A few things struck me as interesting:

First, some makes and models are ubiquitous. We were looking for a car that would seat seven, and I have some preference for smaller cars (they’re cheaper), so we started by looking at wagons and crossovers. The options there are few. The Ford Freestyle and Taurus X seem like they might fit the bill, and the Toyota Rav4 comes with an optional third row. Maybe an old Volvo V70? We test drove a Freestyle and realized it was too small for our needs. A search on AutoTrader.com revealed about a dozen Freestyles, in total, in the Atlanta metro area.

When we expanded our search to minivans, we were really only considering two options: the Toyota Sienna and the Honda Odyssey. Including just 2007-2009 model years of these two, the number of available used vehicles increased by an order of magnitude. One envisions a post-apocalyptic landscape littered with minivans…and if you go to a Target parking lot while you’re thinking about it, you’ll see that actually we basically live in a pre-apocalyptic landscape littered just so.

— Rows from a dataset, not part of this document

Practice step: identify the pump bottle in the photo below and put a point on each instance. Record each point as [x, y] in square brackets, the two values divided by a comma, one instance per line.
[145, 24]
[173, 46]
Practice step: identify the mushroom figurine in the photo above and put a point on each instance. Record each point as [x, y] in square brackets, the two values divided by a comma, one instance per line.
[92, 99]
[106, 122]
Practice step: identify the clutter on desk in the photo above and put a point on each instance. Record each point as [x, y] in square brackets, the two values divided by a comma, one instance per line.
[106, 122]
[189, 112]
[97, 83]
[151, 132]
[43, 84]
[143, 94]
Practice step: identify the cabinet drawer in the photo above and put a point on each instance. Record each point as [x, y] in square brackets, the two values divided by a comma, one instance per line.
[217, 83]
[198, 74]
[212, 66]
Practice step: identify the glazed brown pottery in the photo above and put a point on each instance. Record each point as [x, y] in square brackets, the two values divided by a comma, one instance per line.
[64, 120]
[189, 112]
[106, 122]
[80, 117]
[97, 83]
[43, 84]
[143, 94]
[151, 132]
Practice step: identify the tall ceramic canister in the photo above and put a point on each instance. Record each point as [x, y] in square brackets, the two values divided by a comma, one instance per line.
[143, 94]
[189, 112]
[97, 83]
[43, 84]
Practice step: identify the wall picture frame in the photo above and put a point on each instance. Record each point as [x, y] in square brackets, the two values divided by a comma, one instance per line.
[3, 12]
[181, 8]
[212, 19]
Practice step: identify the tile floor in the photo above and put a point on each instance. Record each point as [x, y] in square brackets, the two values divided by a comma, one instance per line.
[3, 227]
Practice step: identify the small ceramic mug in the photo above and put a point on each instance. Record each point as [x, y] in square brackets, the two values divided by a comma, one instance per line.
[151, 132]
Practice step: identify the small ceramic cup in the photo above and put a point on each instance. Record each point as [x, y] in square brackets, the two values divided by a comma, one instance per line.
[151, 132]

My prior was that this would reduce the variance on the prices of minivans relative to the crossovers. I didn’t test this, but in principle you should expect a better connection between price and value when the market is thicker.

The economic consequences of this seem like they should be a lower probability of a “great deal” where the seller mistakenly underprices the car, and a better fit for your needs due to finer resolution in the choice space.

Second, information on prices and quality/reliability are readily available. Akerlof’s The Market for Lemons paper feels like it has been worked out within the market. People may still disagree about what information is most valuable, but between Consumer Reports, Kelley Blue Book, Edmunds True Market Value, CarFax, and competitor’s prices, there was never really a moment where I felt like I didn’t know what a reasonable price was, or that I might be getting screwed without knowing it. Recently we read Roald Dahl’s Matilda, in which Matilda’s father is a used car salesman who puts sawdust in the engine and glues car parts back together, and it feels very dated. You can pretty much Google a VIN these days.

Finally, the impact of weak ties was made very clear. The importance of weak ties in employment is already pretty well-known, and, anecdotally, five of my seven jobs since freshman year of college have involved weak ties (I landed the Hollywood Video gig because of experience, and the Barnes & Noble position presumably because of my English B.A.?).

We can add the car we chose to purchase to the list of weak-tie outcomes. We ended up spending $10,000 less than we expected, because we bought a 2002 Honda Odyssey. We were looking at more recent model years, but an ex-coworker of my sister-in-law was moving on from their minivan, and they took very good care of it, and we worked out a deal. Negotiations were delightful, and because we knew the person well—at least by reputation—we felt like we knew much more about what we were getting ourselves into than we otherwise would have. Because the information was there for both sides, we came quickly to a mutually satisfactory price, and not once did the previous owner tell me he “had to go talk to his manager”.

It’s tricked out, by the way. Robot doors? Yes. Heated seats? Yes. VHS video system? Oh yeah. The previous owners even threw in an assortment of VHS tapes, presumably because we now possess the last active VCR in North Georgia.

I really like the adage that you can choose two of the three: good, fast, or cheap. With better information, though, I feel like the good gets better—we saw a lot of options, and chose the one that seemed like the best fit. The fast gets faster—we test drove four cars, but considering over a hundred, all within a week. Finally, we spent a lot less than we expected to—and certainly the search costs declined—because we knew about a cheaper option and we could tell whether it would work for us.

So yeah, thank you internets for expanding the choice set, reducing the search costs, and improving the information available. Nothing like feeling your utility rise.